Baseline GPGPU Architecture

Performance Pathologies of GPGPU Caches

In GPGPU computing, the hardware resources that often cause drastic performance degradation due to conflicts are cache lines, MSHR entries, and missed queue entries. A reservation error occurs when a memory operation cannot proceed due to an error reserving one of the above-mentioned hardware resources. Specifically, a failed reservation of a cache line for a memory operation occurs when all cache lines in the set associated with the memory operation are currently reserved for other ongoing memory operations.

Heterogeneous Memory Systems

The reason we distinguish intra-warp and inter-warp interferences is because different cache management techniques must be used to reduce performance pathologies depending on the interference, which will be discussed in the later sections. In contrast, the other proposals require major changes to the GPU and/or CPU memory hierarchy [20, 25], which significantly increases the hardware complexity. By enforcing these properties, the selective caching protocol eliminates the need to support cache coherence in the GPGPU caches and requires little or no changes to the GPU and CPU memory hierarchy [19].

Motivation

III Quantifying the Performance and Energy Efficiency of Advanced Cache Indexing for GPGPU Computing. If the cache uses an advanced cache indexing scheme that can avoid this cache contention, the overall performance can be significantly improved.
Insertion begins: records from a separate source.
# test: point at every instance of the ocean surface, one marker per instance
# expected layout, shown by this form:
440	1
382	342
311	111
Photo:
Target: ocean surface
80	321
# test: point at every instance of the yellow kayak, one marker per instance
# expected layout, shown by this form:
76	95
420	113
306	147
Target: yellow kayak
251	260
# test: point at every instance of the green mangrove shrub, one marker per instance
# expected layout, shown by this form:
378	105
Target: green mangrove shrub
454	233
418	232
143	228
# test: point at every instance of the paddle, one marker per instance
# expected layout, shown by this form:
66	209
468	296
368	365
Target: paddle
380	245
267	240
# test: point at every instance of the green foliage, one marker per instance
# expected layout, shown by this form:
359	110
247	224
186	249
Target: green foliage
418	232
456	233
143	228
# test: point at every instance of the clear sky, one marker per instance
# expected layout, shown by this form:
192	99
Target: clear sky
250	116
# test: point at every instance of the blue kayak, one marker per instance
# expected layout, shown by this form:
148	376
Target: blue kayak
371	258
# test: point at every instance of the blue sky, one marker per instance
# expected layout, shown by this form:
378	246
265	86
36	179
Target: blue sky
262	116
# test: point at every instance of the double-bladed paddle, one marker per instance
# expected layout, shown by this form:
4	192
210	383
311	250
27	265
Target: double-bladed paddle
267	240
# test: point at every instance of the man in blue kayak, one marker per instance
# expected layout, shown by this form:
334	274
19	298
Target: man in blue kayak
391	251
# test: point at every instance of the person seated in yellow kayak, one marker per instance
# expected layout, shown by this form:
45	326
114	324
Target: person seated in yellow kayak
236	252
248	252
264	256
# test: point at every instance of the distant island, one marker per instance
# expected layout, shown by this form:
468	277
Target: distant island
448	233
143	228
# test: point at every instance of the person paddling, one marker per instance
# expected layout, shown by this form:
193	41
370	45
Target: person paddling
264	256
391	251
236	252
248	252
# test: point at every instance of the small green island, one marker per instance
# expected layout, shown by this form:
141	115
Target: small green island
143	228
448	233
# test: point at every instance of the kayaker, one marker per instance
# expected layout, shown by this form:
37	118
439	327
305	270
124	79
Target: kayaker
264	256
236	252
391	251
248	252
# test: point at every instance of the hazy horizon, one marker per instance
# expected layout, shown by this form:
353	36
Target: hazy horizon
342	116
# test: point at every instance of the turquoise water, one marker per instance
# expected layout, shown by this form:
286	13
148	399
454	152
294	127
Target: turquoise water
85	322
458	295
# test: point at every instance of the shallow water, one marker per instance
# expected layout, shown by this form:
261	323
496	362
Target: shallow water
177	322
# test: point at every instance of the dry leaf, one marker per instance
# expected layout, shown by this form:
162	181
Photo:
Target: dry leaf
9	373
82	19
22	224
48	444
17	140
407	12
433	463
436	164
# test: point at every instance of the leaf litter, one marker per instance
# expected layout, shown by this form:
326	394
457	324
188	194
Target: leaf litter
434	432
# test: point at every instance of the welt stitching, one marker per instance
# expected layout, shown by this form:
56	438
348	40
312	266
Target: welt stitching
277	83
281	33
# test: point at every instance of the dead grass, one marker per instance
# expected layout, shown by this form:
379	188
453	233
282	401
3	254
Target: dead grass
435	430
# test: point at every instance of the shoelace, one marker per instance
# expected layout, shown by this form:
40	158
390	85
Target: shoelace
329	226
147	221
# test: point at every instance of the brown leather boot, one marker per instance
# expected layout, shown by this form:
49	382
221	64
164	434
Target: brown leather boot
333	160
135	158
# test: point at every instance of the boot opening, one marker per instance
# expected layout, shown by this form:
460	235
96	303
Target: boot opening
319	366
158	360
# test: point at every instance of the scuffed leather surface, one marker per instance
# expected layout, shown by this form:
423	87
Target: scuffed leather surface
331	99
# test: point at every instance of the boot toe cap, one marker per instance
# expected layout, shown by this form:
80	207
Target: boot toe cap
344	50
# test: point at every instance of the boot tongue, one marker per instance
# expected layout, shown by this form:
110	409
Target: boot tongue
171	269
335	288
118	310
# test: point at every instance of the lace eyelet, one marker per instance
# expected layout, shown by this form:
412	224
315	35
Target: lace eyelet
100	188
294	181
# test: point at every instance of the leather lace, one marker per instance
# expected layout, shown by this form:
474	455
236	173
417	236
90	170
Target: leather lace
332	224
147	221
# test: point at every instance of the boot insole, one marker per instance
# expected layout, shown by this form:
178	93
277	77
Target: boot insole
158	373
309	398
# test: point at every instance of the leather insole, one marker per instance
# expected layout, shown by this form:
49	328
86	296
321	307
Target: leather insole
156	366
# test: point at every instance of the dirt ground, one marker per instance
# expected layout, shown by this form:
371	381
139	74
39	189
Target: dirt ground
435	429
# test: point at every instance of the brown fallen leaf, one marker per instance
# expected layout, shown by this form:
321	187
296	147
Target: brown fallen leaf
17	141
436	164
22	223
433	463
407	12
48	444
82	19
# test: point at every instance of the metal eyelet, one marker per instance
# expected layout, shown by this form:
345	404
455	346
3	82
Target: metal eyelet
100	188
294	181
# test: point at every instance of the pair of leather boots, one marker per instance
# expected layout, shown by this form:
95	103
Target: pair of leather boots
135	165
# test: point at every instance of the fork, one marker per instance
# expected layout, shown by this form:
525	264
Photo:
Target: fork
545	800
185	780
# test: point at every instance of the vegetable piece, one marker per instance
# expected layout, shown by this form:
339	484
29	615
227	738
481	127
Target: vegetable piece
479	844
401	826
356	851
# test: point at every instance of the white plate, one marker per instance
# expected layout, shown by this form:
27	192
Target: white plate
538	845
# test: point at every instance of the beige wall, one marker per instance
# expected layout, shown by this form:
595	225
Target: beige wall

For example, adaptive cache indexing may indicate that bits B14 through B18 are very effective at avoiding pre-cache contention based on runtime information, so use them as index bits.

Static Cache Indexing

The overhead of RXI is expected to be low because RXI requires the same number of XOR gates to calculate the index bits for the same cache configuration as BXI. The main difference between BXI and RXI is that RXI uses higher bits to construct some of the indexing bits (eg, A19 for I4). Furthermore, because the hardware logic required to compute the index is quite complex (e.g., XOR gate trees) and is on the critical path, PLI can increase cache hit times [30 ].

Adaptive Cache Indexing

The bit position MRP is calculated as the average of the MPs across all address groups. If the new index bit is different from the victim bit, all cache lines are in a non-existent state. At time 3, data is received from the interconnect network and the state of the cache line changes to an invalid state.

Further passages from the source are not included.